What's a 0-form and what's not?

by quasar987
Tags: 0form
 Sci Advisor HW Helper PF Gold P: 4,768 Is a function from R^n to R^m for aritrary m a considered a 0-form on R^n, or does 0-form refers only to functions from R^n to R ?
 Sci Advisor HW Helper P: 11,866 What's the definition of a p-form on R^n ?
Emeritus
PF Gold
P: 16,101
 Quote by quasar987 Is a function from R^n to R^m for aritrary m a considered a 0-form on R^n, or does 0-form refers only to functions from R^n to R ?
If you have a finite dimensional vector space V with scalar field k, then the space of n-forms is isomorphic to the space of alternating multilinear maps Vn --> k.

In particular, a 0-form is an element of k.

In the typical setting of differential geometry, when analyzing a single point, your scalar field is R and your vector space is the tangent space, so a 0-form would simply be a real number. But more exotic things are possible, and sometimes even fruitful.

HW Helper
PF Gold
P: 4,768

What's a 0-form and what's not?

In 'Calculus on manifolds', Spivak defines a k-form on R^n as a function w sending a point p of R^n to an alternating multilinear maps (R^n)^k-->R.

This makes sense only for k>0, so he treats the case k=0 separately by saying that by a 0-form we mean a function f.

I was 90% sure he meant a function f:R^n-->R but wanted to make sure.
Emeritus
PF Gold
P: 16,101
 Quote by quasar987 In 'Calculus on manifolds', Spivak defines a k-form on R^n as a function w sending a point p of R^n to an alternating multilinear maps (R^n)^k-->R. This makes sense only for k>0, so he treats the case k=0 separately by saying that by a 0-form we mean a function f. I was 90% sure he meant a function f:R^n-->R but wanted to make sure.
Well, it really does make sense for k=0: an A-valued function of 0 variables is the same thing as an element of A, and it's vacuously true that such a thing is alternating and 0-linear.
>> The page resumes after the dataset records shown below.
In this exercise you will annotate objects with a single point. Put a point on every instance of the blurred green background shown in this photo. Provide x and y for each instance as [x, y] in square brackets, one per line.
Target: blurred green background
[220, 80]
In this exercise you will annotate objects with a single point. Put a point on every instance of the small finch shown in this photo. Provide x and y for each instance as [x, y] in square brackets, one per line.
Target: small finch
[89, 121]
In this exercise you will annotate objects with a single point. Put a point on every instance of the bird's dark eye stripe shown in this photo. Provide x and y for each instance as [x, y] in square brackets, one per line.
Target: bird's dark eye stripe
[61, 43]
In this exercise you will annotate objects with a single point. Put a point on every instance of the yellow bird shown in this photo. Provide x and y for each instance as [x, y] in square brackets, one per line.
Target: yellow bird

So a 0-form on the tangent bundle to R^n is, indeed, a map R^n --> R. This agrees with what I said pointwise -- if f is such a thing, then f(P) is a 0-form on the tangent space at P, which is the same thing as an element of R.
 Sci Advisor HW Helper PF Gold P: 4,768 Why are forms defined specifically as sending points to alternating tensors? What's wrong with good old arbitrary tensors? Or equivalently, what's so special about alternating ones?
 Emeritus Sci Advisor PF Gold P: 16,101 Integrating along an opposite orientation should give you the opposite answer -- thus the sign change. From an algebraic perspective, they are trying to capture first-order differential information -- thus you want dx dx = 0. An immediate consequence of this identity is that differentials must be alternating.